#Who owns penthouse magazine series
Of course, that was not its reason for being, and it’s hard to concoct a truly feminist case for Playboy.“The Playboy Philosophy,” a series of published musings by Hefner that broadly expressed his worldview, argued that the shaking-off of Puritan and Victorian prudishness was good for women, good for the world, and all-around great for our mental health. Its lifestyle coverage, all that cocktails-and-great-stereo-equipment stuff, could be delicious as well. At that part of the craft of magazine-making, Playboy was often great. Le Guin, Joyce Carol Oates, and James Baldwin.
( The Simpsons once showed a parody of the magazine, called “Playdude,” bearing the cover line UPDIKE ON THE MARTINI.) But that’s also a little unfair: Playboy published good work by Ursula K. The articles were, indeed, pretty good, even if Playboy tended to pay extremely well for the second-tier writing of first-tier talents. Men (and some women) joked that they bought the magazine for the articles, even though the centerfold and its associated pictorials were, of course, the main draw. The magazine’s licensing operation since then has put the signature rabbit logo on cocktail glasses, clothes, car accessories, and far more. The magazine peaked in the early 1970s at a circulation, breathtaking to see now, of 5.6 million copies a month.

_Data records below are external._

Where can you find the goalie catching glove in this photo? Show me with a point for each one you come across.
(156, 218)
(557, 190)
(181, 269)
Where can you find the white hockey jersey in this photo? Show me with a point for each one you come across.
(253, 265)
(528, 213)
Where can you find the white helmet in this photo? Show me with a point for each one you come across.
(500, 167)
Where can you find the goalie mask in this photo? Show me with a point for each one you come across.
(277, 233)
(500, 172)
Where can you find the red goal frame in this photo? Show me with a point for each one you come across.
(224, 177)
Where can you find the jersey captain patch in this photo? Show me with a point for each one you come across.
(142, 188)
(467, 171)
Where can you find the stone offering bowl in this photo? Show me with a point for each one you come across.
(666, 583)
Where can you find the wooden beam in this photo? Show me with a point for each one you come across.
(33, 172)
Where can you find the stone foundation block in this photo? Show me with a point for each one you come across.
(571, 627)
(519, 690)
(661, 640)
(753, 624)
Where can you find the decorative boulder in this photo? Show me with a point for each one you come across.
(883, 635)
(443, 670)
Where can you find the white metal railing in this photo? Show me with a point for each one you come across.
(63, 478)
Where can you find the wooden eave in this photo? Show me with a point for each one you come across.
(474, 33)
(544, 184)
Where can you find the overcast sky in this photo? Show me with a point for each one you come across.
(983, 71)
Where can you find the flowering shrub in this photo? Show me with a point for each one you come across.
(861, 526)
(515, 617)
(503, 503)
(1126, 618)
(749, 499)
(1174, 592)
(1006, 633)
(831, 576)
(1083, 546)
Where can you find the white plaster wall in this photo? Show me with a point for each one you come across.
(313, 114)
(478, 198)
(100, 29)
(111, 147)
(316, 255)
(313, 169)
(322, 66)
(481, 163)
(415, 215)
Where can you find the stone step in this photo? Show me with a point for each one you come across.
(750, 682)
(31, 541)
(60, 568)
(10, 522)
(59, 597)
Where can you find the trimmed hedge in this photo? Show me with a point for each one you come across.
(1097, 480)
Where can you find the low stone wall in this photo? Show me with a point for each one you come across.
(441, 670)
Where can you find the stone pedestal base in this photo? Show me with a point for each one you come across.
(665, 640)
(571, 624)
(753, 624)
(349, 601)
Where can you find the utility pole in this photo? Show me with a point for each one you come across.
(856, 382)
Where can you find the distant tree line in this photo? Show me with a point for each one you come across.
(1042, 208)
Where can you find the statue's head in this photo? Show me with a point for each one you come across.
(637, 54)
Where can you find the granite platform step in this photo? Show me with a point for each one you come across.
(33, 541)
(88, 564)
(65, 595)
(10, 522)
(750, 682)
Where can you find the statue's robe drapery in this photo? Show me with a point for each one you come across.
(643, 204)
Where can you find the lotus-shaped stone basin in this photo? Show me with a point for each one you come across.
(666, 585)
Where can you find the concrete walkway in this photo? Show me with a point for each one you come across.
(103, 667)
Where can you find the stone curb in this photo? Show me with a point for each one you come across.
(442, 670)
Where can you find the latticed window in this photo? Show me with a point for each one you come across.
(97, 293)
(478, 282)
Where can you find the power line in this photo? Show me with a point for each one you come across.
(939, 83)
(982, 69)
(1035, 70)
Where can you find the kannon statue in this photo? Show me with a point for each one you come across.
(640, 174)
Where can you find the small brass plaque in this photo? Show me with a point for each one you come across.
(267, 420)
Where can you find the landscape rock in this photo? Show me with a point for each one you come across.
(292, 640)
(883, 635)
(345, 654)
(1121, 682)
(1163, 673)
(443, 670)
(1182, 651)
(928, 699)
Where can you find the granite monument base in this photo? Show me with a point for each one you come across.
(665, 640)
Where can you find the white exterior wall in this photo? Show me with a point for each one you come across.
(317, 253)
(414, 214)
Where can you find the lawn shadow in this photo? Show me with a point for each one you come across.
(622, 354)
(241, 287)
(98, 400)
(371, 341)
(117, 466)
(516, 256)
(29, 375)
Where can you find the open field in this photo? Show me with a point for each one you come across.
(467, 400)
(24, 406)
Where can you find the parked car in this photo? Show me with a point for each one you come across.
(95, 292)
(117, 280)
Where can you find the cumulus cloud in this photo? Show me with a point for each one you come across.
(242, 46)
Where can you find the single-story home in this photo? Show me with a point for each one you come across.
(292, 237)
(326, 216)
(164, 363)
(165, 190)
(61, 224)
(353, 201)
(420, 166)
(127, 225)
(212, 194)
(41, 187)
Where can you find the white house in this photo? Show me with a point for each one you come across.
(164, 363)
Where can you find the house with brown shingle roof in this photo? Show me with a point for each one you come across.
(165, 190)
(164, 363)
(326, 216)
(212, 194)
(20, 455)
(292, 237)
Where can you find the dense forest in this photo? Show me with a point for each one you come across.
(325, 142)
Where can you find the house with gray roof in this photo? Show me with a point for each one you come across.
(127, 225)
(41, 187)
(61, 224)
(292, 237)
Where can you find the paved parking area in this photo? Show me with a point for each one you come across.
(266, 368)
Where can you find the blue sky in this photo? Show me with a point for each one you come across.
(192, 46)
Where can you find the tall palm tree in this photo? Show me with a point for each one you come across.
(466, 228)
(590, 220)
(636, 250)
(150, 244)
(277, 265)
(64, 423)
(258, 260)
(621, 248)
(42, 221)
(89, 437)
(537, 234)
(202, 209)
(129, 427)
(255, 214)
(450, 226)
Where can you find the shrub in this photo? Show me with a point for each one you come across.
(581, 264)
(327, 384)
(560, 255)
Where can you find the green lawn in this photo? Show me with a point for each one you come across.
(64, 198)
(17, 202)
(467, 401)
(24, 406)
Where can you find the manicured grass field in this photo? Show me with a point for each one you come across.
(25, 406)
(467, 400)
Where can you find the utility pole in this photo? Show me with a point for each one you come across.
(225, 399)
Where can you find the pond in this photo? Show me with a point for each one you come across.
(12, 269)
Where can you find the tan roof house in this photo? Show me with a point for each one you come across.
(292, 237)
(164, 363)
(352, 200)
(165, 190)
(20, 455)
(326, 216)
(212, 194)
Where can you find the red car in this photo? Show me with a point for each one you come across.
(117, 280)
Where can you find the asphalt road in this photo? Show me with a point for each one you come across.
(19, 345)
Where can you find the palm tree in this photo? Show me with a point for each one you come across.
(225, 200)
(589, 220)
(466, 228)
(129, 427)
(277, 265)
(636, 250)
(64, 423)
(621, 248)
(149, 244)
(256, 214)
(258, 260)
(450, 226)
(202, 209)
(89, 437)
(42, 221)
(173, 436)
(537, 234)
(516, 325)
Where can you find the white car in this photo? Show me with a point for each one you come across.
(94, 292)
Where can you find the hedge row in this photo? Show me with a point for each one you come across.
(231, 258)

#Who owns penthouse magazine tv
It also moved into TV with Playboy’s Penthouse (later Playboy After Dark), a late-night talk show of sorts starring Hefner and an array of celebrity guests. By the early 1960s, it was a huge success, soon expanding to open its namesake clubs all over the world. Founded in 1953, it was a significant force in the loosening of anti-obscenity laws regarding the press. Hard to imagine it now, but Playboy once felt forward-thinking and modern. Hugh Marston Hefner, its founder/editor/latter-day reality-show star/loungewear enthusiast, died in 2017, as his faded empire contracted around him, and one got the sense that the magazine was kept going partly because nobody wanted Hef to outlive it. It’s not a surprise, exactly - its circulation and advertising drooped long ago, accelerating as the nudie pictures for which it was celebrated became available everywhere for free. It seems unlikely, given the wording of the announcement and the state of print magazine-making, that it will ever return. Playboy has announced that it’s closing down its flagship magazine for the rest of 2020.